2013 Oscar-Nominated Animated Shorts, by Sarah Brinks
Film making, more then anything else, is story telling. In feature length films filmmakers have ninety minutes or more to tell a complete story. What is fascinating and truly masterful about short films are they tell a complete story in less then a third of that time but it is distilled down to its most essential parts. Some short filmmakers limit themselves even further by telling their stories with no dialogue, as is the case with two of this year’s nominees. If you are lucky enough to live somewhere that has a theater that shows the Oscar nominated shorts I highly recommend you check them out. This years submissions are all beautiful, very different, and poignant in their own way.

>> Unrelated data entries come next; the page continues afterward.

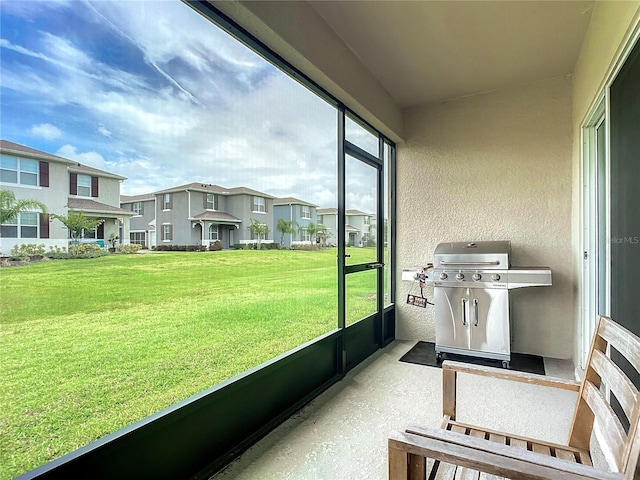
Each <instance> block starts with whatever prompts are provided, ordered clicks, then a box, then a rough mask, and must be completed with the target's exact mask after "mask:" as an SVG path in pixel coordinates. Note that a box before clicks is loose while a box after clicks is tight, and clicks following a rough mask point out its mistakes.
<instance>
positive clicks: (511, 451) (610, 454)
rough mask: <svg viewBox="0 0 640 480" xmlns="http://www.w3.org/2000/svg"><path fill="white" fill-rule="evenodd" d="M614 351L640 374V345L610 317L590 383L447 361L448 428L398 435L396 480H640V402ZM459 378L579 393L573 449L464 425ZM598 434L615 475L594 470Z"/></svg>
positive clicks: (395, 474) (603, 336)
mask: <svg viewBox="0 0 640 480" xmlns="http://www.w3.org/2000/svg"><path fill="white" fill-rule="evenodd" d="M612 348H613V349H615V350H616V351H617V352H619V353H620V354H621V355H622V356H623V357H624V358H625V359H626V361H627V362H628V364H629V365H626V366H625V367H623V368H625V369H628V368H630V367H633V368H635V370H636V372H640V338H638V337H637V336H636V335H634V334H633V333H631V332H629V331H628V330H626V329H625V328H623V327H621V326H620V325H618V324H616V323H615V322H613V321H612V320H611V319H610V318H607V317H600V319H599V321H598V328H597V330H596V333H595V335H594V339H593V342H592V344H591V351H590V353H589V360H588V364H587V368H586V370H585V375H584V378H583V381H582V383H577V382H572V381H566V380H562V379H556V378H551V377H545V376H540V375H533V374H527V373H520V372H514V371H510V370H504V369H502V370H501V369H497V368H490V367H478V366H474V365H470V364H463V363H458V362H448V361H447V362H444V364H443V366H442V368H443V370H442V380H443V413H444V418H443V421H442V424H441V427H440V428H427V427H419V426H412V427H409V428H407V430H406V431H404V432H394V433H393V434H392V435H391V437H390V438H389V479H390V480H405V479H406V480H410V479H411V480H413V479H420V480H424V479H429V480H436V479H437V480H446V479H451V480H454V479H455V480H463V479H470V480H471V479H473V480H497V479H503V478H505V479H513V480H533V479H535V480H540V479H552V480H565V479H566V480H578V479H580V480H585V479H602V480H632V479H636V480H638V479H640V462H639V461H638V458H639V457H640V427H639V426H638V423H639V419H640V395H639V394H638V388H637V387H636V386H635V385H634V384H633V382H632V381H631V380H630V379H629V377H628V376H627V375H626V374H625V373H624V372H623V370H622V369H621V368H620V367H619V366H618V365H617V364H616V363H614V362H613V361H612V360H611V354H610V351H611V349H612ZM458 373H467V374H476V375H483V376H491V377H494V378H503V379H509V380H513V381H517V382H525V383H530V384H535V385H543V386H546V387H553V388H562V389H567V390H573V391H576V392H578V400H577V404H576V408H575V411H574V415H573V421H572V424H571V429H570V432H569V439H568V442H567V445H557V444H553V443H549V442H545V441H542V440H537V439H533V438H527V437H521V436H516V435H509V434H508V433H504V432H498V431H493V430H490V429H486V428H482V427H480V426H476V425H467V424H463V423H460V422H457V421H456V385H457V374H458ZM636 378H637V377H636ZM610 393H613V395H614V396H615V397H616V399H617V400H618V402H619V405H621V407H622V410H623V411H624V415H625V416H626V418H627V421H624V423H626V424H627V425H628V428H625V427H623V421H621V420H620V418H619V417H618V415H617V414H616V413H615V411H614V409H613V408H612V407H611V403H610V400H609V399H610V398H611V395H610ZM592 432H593V433H594V434H595V439H596V441H597V442H598V444H599V445H600V448H601V450H602V452H603V454H604V457H605V459H606V461H607V464H608V465H609V469H610V470H611V472H606V471H602V470H599V469H596V468H594V467H593V466H592V464H591V452H590V450H589V445H590V440H591V435H592ZM427 459H430V460H429V461H427Z"/></svg>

For any kid who had a hard time giving up their toys for a garage sale because they thought it would hurt the toys’ feeling, you will likely feel vindicated by the Japanese short film “Possessions.” According to the opening scroll, in Japan there is a belief that after one hundred years tools and instruments become possessed and sentient; those objects are called tsukumogmi. A Japanese “fix-it” man is walking through a rainy wood when he happens upon a run-down shed. He enters to seek shelter from the rain. Once inside the shed changes and he must fix items like umbrellas and kimonos that have been tattered and forgotten. The man learns to honor the past and save what he can. I am a bit of a pack rat in my day to day life and assign emotional weigh to objects, so I really connected to the idea of tsukumogmi. It is beautifully animated and a fun story.

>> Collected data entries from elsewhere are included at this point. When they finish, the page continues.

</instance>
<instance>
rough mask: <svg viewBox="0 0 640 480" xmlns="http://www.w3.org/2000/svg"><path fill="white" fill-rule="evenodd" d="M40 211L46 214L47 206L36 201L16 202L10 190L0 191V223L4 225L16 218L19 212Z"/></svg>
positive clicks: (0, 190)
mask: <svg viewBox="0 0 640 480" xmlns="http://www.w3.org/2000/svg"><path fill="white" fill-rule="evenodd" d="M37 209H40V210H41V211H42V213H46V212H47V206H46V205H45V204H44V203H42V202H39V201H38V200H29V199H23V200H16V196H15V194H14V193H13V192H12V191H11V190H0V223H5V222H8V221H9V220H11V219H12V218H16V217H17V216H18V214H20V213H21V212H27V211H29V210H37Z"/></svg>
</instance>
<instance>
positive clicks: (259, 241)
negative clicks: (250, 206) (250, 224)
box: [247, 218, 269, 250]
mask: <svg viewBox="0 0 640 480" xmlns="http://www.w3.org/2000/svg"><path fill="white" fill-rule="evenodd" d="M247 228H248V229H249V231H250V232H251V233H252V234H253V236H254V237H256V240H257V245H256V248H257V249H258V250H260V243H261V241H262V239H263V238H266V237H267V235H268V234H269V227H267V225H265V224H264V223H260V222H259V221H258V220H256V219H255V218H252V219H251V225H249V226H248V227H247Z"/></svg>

“Feral” is in my opinion the most beautifully drawn/animated of the nominees. It is about a little boy found naked and alone in the woods who is taken in by a hunter. The hunter brings him to the city and feeds, washes, and clothes the little boy and even enrolls him in school. The little boy struggles to fit in and find his place among his own people. With the exception of breathing and children’s laughter, “Feral” is silent. It has beautiful score that accompanies it and adds a nice sense of emotional heft to the thirteen minute film. “Feral” uses disjointed imagery to show the boy’s emotional state. “Feral” tells many “fish out of water” stories while also telling the feral little boy’s story. Animator Daniel Sousa says that he uses a painter’s perspective when making films; his perspective is both dark and beautiful just like “Feral.”
“Mr Hublot” is set in a steampunk world where everything, even the flowers, are part mechanical. Mr. Hublot is a hermit with OCD. One day he sees a robot dog outside which is clearly abandoned and living on the street below his apartment. When he thinks the dog is in real danger he overcomes his OCD and agoraphobia and runs out to save him. It is a classic tale of human-thinks-he-is-saving-
Get a Horse!
“Get a Horse!” is Disney’s contribution to the shorts this year. “Get a Horse!” is a salute to the first days of animation while celebrating where it is today. “Get a Horse!” starts in the style of “Steamboat Willie” and then transitions to a blend of modern, computer generated animation and old, hand drawn animation. I’m afraid I’m not enough of an animation historian to use proper jargon but I think you get what I mean. “Get a Horse!” is the shortest submission at just six minutes. I think my biggest complaint about it is that it is a little mean spirited at the end towards Peg Leg Pete. I know it is a cartoon and violence in cartoons is meant to be absurd and funny but it felt a little vindictive after a while. Maybe I’m becoming too sensitive a viewer, but it is honestly how I felt. I did like “Get a Horse!,” though; it was nice to see the old style animation, mashed-up with the modern style.
Room on the Broom
“Room on the Broom” is the longest submission of the shorts at twenty-five minutes. It is about a kind-hearted witch who invites different animals to ride on her broom. It reminded me of a children’s book or bedtime story. What I mean is it is a charming story about acceptance, friendship, and teamwork. It is narrated by Simon Pegg and is all told in rhyming couplets. There are many other famous voices including Sally Hawkins, Robert Brydon, and Gillian Anderson. The film is animated to look like a drawn version of clay-mation and it is lovely to watch. The story and the animation are simple but the message it tells is a complicated and important one.
Each of the five short films nominated for this year in the Animated Shorts category are wildly different. They are all wonderful and charming. The Disney submission has been a shoo-in in the past but this year it has some stiff competition. Any of the films deserve to win and they certainly deserve to be seen by you.